Sadie had written through the winter. George sat beside her with holes in the fingertips of her gloves crafting and editing the book. Sadie had little time to actually make love. She implied to George that once the book was done they would take some time off and engage in a real-life sexual escapade of their own. It put a joyous impetus in George’s editing as she rewrote Sadie’s madcap pages into a coherent narrative. It was as though they were a beast with two heads and four arms who together were creating something that surpassed the imaginations of any solitary, ordinary mortal. And in the spring of 1886, the book was done. The printer knew immediately he had a hit with the pornographic work Sadie handed to him.



* * *





Of course, once the books were printed, there was still the question of selling them. Sadie’s father had been campaigning so hard against immorality in Montreal, it was impossible to publish it with a legitimate publisher who would put it in bookshops. Madame was very willing to sell the books from the brothel. But George wanted to make them available to people who would not feel comfortable stepping foot in a brothel—namely, young girls.

George knew how everything worked in the underworld. Madame had her tentacles in all the different illegal enterprises of the city. They were all interconnected.

Having been sent everywhere on errands as a child, George had known everybody on the criminal side of the city since she was a little girl. She knew who was willing to sell contraband items. She went to the stores that were already involved in some sort of illegal activity. They were professionals in being clandestine.

She went to the bookie in his little shop with a slanted ceiling. He was a tall man with a gold tooth and a scar under his eye. When George was little, he let her sit on his knee and roll dice for him while he bit her ear. Because he considered her lucky. He had never imagined that he would ever have anything to do with the literary world.

She went to the saloon. The owner had a bulbous nose covered in veins. It looked like a broken teacup that had been glued back together. He had a cane with a swan head behind the counter that he would beat people with whenever they would get rowdy. The owner once gave her a shot of whiskey on her sixteenth birthday. She had fallen asleep almost immediately and had fallen off the barstool. He had had a soft spot for her since then. And said he would, of course, sell her books.
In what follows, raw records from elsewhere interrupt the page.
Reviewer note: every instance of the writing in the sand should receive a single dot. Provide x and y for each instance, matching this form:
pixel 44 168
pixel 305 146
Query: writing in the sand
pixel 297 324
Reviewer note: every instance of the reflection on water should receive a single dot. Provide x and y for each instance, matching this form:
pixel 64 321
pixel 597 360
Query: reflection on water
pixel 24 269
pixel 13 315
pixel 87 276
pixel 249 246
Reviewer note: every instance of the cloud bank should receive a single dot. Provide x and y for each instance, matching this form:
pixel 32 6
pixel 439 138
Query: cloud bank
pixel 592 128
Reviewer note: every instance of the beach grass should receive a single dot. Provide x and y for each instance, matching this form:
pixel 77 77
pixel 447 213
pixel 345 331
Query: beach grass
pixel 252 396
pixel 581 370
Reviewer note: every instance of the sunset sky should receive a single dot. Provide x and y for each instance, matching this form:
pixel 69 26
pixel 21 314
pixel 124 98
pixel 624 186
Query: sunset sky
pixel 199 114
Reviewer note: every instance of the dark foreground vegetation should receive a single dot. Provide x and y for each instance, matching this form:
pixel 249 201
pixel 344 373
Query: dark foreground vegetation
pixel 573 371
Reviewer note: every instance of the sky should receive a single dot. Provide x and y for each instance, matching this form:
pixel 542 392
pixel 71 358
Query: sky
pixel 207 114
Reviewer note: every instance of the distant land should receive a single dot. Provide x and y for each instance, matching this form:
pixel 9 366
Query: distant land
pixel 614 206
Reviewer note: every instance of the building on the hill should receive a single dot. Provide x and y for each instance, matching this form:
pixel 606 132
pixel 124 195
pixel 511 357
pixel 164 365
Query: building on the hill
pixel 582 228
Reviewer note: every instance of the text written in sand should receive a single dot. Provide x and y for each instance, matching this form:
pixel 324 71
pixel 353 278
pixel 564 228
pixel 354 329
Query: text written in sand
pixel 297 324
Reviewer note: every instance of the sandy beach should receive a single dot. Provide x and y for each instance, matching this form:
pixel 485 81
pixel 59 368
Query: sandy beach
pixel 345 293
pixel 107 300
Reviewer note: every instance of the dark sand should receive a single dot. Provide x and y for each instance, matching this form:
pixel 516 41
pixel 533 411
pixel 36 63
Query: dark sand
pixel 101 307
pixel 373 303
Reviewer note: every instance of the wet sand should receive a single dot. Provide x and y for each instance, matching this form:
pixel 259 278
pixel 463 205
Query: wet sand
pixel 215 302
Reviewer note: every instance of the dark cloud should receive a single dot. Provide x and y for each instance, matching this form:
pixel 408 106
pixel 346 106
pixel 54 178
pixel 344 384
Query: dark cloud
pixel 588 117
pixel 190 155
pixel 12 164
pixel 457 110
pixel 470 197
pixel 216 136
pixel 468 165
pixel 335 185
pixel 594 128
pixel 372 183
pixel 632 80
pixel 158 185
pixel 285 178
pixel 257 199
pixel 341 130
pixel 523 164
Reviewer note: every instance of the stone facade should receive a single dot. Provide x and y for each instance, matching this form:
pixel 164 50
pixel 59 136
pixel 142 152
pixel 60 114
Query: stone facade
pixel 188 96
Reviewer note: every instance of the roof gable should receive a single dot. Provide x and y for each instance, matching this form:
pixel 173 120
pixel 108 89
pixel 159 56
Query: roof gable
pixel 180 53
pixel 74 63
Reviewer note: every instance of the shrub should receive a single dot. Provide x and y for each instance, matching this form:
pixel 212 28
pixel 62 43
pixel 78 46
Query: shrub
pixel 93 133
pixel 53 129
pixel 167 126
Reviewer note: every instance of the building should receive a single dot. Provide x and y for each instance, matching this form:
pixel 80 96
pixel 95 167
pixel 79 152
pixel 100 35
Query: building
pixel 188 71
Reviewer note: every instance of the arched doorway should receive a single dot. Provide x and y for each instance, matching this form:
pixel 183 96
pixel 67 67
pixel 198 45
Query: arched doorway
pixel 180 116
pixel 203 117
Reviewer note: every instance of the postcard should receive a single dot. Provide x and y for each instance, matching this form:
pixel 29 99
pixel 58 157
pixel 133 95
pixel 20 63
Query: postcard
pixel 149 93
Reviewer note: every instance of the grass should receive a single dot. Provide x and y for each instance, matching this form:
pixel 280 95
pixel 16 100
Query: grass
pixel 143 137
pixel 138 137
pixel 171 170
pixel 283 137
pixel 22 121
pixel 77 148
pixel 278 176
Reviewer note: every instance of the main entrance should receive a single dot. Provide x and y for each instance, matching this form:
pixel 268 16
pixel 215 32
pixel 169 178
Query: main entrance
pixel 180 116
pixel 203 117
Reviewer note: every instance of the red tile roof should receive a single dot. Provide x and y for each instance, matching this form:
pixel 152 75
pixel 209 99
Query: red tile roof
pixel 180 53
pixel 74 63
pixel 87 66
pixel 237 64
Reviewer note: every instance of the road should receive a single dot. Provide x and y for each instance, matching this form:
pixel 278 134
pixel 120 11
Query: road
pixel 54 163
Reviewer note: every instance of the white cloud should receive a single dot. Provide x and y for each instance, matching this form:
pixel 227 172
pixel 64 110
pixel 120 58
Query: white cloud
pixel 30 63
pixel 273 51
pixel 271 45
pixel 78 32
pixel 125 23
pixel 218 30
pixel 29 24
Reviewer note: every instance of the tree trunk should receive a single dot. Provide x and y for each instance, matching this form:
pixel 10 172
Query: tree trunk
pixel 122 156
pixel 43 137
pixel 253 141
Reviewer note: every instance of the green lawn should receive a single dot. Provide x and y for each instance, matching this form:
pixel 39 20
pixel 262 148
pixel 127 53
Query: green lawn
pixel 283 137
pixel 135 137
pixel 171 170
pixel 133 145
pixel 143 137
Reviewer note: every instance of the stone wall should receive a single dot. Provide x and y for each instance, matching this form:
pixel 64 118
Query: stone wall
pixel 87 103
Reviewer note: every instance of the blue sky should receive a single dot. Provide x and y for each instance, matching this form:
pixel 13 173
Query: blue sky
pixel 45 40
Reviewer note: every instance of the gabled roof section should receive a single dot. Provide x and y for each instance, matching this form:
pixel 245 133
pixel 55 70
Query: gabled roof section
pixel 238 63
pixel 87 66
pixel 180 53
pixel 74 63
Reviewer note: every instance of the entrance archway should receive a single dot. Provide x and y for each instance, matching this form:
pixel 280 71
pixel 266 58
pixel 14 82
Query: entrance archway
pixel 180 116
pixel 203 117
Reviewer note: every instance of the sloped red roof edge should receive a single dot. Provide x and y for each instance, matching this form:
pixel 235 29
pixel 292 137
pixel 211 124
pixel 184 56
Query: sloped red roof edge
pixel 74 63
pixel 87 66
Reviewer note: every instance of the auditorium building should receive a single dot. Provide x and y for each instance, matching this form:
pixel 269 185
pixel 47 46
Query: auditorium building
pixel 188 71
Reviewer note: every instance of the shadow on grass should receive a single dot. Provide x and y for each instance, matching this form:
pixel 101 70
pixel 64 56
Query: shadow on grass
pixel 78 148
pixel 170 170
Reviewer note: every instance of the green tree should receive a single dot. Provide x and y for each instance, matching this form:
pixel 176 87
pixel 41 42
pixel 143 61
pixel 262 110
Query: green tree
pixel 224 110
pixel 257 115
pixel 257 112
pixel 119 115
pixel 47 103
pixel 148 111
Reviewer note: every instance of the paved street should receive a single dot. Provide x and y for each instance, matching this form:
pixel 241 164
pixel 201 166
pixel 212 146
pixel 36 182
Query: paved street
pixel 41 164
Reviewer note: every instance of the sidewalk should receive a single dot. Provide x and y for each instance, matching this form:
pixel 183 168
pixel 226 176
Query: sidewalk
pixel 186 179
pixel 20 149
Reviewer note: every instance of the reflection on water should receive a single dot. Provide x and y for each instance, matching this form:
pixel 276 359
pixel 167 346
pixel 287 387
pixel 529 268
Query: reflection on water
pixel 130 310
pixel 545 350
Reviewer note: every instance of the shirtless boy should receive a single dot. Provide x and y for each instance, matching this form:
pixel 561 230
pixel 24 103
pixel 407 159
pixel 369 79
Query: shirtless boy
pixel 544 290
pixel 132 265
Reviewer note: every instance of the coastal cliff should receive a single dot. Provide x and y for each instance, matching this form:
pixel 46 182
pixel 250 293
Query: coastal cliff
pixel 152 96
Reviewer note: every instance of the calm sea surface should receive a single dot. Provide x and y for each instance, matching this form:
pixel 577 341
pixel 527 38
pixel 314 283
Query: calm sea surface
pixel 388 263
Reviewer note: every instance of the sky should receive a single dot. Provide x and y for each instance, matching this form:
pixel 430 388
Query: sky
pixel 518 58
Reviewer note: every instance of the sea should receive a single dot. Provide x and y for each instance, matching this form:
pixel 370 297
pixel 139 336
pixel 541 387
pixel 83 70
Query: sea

There was an apple merchant who was a regular at the brothel and well liked by all the whores. He always brought an apple along to give to the whore he was making love to. He liked the way girls’ mouths tasted after they bit into apples. He showed George how to juggle apples when she was a girl and as she was tossing them in the air, one fell on her nose and broke it. He said he would sell them at his cart.

She still wasn’t sure that young girls would feel comfortable buying books from any of these men. Then she thought of Jeanne-Pauline Marat’s pharmacy. She went to see her.

“I’ve a book I’m going to publish. Will you sell it at your store?”

“That’s an odd request. This isn’t a bookstore.”

“I’ll leave you a copy, then, and you can decide.”

Jeanne-Pauline picked up the book and stroked the cover with admiration.

“Oh my, George, you are meant for great and terrible things. You don’t even realize it.”